Simple Summary The activation of osteoclasts occurs in up to 80% of myeloma patients. Osteoclasts promote myeloma resistance to therapeutic treatments and the formation of bone lytic lesions, resulting in bone pain and fractures in patients. However, the role of osteoclasts in drug resistance is generally overseen when performing preclinical screenings to identify new therapeutics for multiple myeloma. We propose in our study a new methodology, scalable to high throughput for the analysis of drug efficacy to better predict efficacy in myeloma patients that develop bone disease. We have identified GDC-0941 as a drug candidate that, used in combination treatments, could enhance the efficacy of currently used therapeutic drugs for myeloma by overcoming resistance mediated by osteoclasts, as well as bone marrow mesenchymal/fibroblastic stromal cells. Our work supports exploring GDC-0941 in combination with current clinical drugs for myeloma patients with active bone disease. Osteoclasts contribute to bone marrow (BM)-mediated drug resistance in multiple myeloma (MM) by providing cytoprotective cues. Additionally, 80% of patients develop osteolytic lesions, which is a major cause of morbidity in MM. Although targeting osteoclast function is critical to improve MM therapies, pre-clinical studies rarely consider overcoming osteoclast-mediated cytoprotection within the selection criteria of drug candidates.
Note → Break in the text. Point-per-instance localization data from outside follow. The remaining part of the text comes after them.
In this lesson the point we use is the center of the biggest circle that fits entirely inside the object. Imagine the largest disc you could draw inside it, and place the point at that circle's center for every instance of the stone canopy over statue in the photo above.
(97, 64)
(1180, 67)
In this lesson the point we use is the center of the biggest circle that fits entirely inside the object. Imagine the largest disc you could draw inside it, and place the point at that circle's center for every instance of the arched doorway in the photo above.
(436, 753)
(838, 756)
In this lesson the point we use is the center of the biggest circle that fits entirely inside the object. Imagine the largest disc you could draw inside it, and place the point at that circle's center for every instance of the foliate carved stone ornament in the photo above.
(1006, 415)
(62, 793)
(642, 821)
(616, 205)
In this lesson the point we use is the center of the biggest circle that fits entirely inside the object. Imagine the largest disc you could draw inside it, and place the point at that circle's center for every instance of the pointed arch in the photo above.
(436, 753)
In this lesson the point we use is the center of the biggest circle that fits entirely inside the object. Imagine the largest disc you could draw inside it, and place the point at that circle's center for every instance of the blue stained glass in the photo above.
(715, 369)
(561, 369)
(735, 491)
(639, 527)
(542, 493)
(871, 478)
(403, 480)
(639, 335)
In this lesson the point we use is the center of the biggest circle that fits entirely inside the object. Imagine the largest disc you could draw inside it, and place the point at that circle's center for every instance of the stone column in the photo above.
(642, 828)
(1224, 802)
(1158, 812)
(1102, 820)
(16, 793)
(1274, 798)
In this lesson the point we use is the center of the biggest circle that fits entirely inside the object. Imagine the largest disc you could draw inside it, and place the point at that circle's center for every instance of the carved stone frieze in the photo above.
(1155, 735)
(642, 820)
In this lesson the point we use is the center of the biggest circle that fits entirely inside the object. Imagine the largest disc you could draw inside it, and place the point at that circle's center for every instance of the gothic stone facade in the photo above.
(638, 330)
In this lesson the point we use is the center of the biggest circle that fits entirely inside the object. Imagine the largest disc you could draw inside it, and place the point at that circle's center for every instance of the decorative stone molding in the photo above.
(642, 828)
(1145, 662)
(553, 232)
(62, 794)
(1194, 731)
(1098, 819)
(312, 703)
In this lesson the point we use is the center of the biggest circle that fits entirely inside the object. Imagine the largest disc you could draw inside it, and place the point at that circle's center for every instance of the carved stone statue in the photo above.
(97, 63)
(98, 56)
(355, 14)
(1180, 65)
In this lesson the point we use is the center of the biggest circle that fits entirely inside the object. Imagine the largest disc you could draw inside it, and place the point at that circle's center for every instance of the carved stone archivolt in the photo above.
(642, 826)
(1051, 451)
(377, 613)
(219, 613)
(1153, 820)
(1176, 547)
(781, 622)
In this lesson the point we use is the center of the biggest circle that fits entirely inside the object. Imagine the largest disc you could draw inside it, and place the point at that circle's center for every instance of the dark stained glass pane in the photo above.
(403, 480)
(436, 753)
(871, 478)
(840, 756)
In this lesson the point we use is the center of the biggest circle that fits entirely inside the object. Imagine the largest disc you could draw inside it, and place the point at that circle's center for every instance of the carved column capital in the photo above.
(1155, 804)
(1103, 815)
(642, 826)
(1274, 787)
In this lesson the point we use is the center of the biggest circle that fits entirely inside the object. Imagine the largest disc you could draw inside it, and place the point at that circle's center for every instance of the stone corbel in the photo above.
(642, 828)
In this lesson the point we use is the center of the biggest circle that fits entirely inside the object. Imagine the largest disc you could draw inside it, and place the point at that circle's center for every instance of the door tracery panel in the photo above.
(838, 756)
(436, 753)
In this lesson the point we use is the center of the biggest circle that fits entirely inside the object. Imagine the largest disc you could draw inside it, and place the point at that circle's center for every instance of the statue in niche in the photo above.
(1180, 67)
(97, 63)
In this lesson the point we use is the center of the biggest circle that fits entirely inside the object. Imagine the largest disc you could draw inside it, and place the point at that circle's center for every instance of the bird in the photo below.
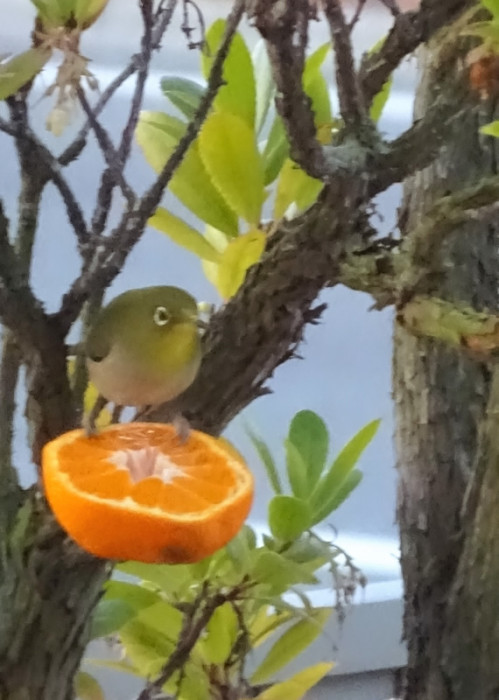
(144, 348)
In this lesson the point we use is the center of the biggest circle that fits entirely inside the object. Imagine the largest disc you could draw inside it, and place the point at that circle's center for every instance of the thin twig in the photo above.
(112, 254)
(409, 30)
(284, 28)
(116, 159)
(351, 107)
(53, 172)
(113, 161)
(356, 15)
(163, 18)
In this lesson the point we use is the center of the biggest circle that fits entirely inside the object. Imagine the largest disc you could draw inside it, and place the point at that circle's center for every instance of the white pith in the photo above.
(147, 461)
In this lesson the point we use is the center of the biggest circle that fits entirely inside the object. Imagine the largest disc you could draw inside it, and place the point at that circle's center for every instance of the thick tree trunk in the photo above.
(440, 403)
(48, 588)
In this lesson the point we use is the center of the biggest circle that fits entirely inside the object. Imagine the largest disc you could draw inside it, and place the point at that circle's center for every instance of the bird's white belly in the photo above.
(125, 384)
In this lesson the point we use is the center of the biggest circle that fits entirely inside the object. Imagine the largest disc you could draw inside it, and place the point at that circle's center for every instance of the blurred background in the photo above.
(345, 373)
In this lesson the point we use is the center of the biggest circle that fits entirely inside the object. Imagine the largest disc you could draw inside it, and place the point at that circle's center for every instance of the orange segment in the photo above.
(136, 491)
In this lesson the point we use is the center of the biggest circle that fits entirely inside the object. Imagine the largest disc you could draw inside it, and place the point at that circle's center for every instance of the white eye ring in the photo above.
(161, 316)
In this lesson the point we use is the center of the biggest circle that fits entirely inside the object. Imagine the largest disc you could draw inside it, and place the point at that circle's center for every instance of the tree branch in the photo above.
(351, 107)
(109, 259)
(162, 20)
(409, 30)
(194, 623)
(284, 28)
(48, 163)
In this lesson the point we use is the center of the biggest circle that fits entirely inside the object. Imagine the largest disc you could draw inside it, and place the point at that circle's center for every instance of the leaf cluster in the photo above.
(247, 591)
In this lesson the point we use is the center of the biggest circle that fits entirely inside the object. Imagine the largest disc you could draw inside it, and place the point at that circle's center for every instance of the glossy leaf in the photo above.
(146, 647)
(288, 517)
(491, 129)
(240, 254)
(184, 235)
(341, 467)
(380, 99)
(295, 186)
(267, 460)
(109, 616)
(185, 94)
(492, 6)
(298, 685)
(20, 69)
(162, 617)
(290, 644)
(316, 86)
(221, 633)
(338, 496)
(265, 86)
(237, 95)
(309, 435)
(168, 578)
(297, 470)
(158, 135)
(275, 152)
(230, 156)
(265, 623)
(133, 594)
(87, 687)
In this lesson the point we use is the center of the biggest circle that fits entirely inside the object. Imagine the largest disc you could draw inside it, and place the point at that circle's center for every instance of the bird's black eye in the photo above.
(161, 316)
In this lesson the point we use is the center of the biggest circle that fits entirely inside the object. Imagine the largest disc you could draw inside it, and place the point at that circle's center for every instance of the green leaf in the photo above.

We have performed a drug screening and identified PI3K as a key regulator of a signalling node associated with resistance to dexamethasone lenalidomide, pomalidomide, and bortezomib mediated by osteoclasts and BM fibroblastic stromal cells, which was blocked by the pan-PI3K Class IA inhibitor GDC-0941. Additionally, GDC-0941 repressed the maturation of osteoclasts derived from MM patients and disrupted the organisation of the F-actin cytoskeleton in sealing zones required for bone degradation, correlating with decreased bone resorption by osteoclasts. In vivo, GDC-0941 improved the efficacy of dexamethasone against MM in the syngeneic GFP-5T33/C57-Rawji mouse model. Taken together, our results indicate that GDC-0941 in combination with currently used therapeutic agents could effectively kill MM cells in the presence of the cytoprotective BM microenvironment while inhibiting bone resorption by osteoclasts. These data support investigating GDC-0941 in combination with currently used therapeutic drugs for MM patients with active bone disease.

Automated summary

Osteoclast activation leads to drug resistance and bone destruction in multiple myeloma patients. We have identified GDC-0941 as a drug candidate that can enhance the efficacy of existing therapies and reduce bone resorption. This study provides new insights into the treatment of multiple myeloma patients with active bone disease.